Lou Yue yang sejak tadi hanya diam tidak memedulikan apapun, kini menatap Qian Yue cukup tajam, mencermati apa yang diinginkan Kakaknya itu padanya. Lou Yue memang tidak pernah dekat dengan Qian Yue atau bahkan saudara lainnya, dia lebih cendrung menghabiskan waktu belajar dan belajar. Jadi sedikit terkejut ketika Qian Yue meminta satu kereta dengannya, padahal hubungan mereka berdua tidak bisa dikatakan dekat atau pun bermusuhan, mereka berdua lebih cendrung dengan masalah pribadi.
Bersamaan Lou Yue menatapnya, Qian Yue juga menatap adiknya itu, saat pandangan mereka bertemu, Qian Yue tersenyum padanya membuat Adiknya itu terkejut lagi. Qian Yue beralih lagi menatap Kakaknya, Ze Yue, "Bolehkan Kak? Aku merasa kurang dekat dengan Adik ke Lima, mungkin dengan satu kereta dengannya rasa persaudaraan kami semakin kuat." Qian Yue memberi alasan dengan senyuman begitu mengharapkan izin dari Ze Yue.
Untuk sesaat Ze Yue terdiam, dia tahu Qian Yue pasti ingin melakukan sesuatu pada Lou Yue, mengingat adiknya yang satu ini tidak sesederhana yang Ze Yue ingat. Qian Yue pandai menggunakan waktu dan tempat dengan baik. Namun satu hal ini sangat mencurigakan, Qian Yue menginginkan apa dari Lou Yue?
Tapi, Ze Yue tidak bisa menolak permintaan Qian Yue, apalagi alasan adiknya itu ingin mempererat hubungan keluarga. Jika Ze Yue melarang, sama saja Ze Yue tidak menginginkan kebaikan dalam keluarganya.

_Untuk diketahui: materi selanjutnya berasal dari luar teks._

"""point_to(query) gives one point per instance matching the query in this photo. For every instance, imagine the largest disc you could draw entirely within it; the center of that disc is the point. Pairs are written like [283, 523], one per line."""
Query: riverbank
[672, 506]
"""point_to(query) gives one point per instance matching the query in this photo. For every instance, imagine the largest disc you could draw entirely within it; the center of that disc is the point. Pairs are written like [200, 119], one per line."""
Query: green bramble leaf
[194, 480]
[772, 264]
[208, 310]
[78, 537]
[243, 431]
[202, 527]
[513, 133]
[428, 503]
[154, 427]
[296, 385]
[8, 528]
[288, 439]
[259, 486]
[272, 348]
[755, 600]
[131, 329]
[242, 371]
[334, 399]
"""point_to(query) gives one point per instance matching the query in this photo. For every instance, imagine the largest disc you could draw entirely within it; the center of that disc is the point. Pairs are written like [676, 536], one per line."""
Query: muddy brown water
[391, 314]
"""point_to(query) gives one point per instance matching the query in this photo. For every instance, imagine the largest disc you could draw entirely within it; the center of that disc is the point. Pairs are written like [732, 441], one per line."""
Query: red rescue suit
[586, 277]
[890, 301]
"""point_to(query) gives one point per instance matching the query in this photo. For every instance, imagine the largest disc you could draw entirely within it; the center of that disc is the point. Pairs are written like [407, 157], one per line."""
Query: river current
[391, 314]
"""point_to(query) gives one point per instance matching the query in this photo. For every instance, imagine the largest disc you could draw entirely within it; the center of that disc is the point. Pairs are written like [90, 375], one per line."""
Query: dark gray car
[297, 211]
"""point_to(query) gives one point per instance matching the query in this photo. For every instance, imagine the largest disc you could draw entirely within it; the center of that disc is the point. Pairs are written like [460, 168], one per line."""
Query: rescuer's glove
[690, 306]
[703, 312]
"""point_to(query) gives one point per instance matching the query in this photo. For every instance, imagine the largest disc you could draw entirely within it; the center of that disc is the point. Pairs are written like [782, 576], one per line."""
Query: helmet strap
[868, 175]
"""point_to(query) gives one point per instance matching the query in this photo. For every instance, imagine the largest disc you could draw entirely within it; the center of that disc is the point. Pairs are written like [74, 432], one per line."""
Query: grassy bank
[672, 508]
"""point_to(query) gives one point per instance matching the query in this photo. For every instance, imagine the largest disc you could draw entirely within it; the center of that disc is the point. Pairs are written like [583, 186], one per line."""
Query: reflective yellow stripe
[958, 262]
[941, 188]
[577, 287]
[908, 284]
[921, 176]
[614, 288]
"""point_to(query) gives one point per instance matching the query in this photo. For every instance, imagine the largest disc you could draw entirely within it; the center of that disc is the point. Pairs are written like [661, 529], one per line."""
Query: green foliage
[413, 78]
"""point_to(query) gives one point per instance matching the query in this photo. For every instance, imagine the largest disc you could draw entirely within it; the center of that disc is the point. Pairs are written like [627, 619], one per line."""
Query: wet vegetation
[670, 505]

Tapi, apa iya menerima ini adalah hal terbaik?
Ze Yue menghela nafas pelan, sadar dia tidak bisa tidak mengiyakan permintaan Qian Yue, "Baiklah, sudah tidak ada waktu lagi, mari berangkat."
***
Keheningan terjadi sejak dua saudara ini naik satu kereta yang sama. Satu di antara dua saudara itu masih berkelebat dengan pikirannya sendiri, menerka apa maksud Kakaknya menginginkan satu kereta dengannya. Tapi melihat Kakaknya itu tidak berbicara apapun, dia hanya bisa pasrah, berpikir mungkin tidak ada maksud tertentu Kakaknya.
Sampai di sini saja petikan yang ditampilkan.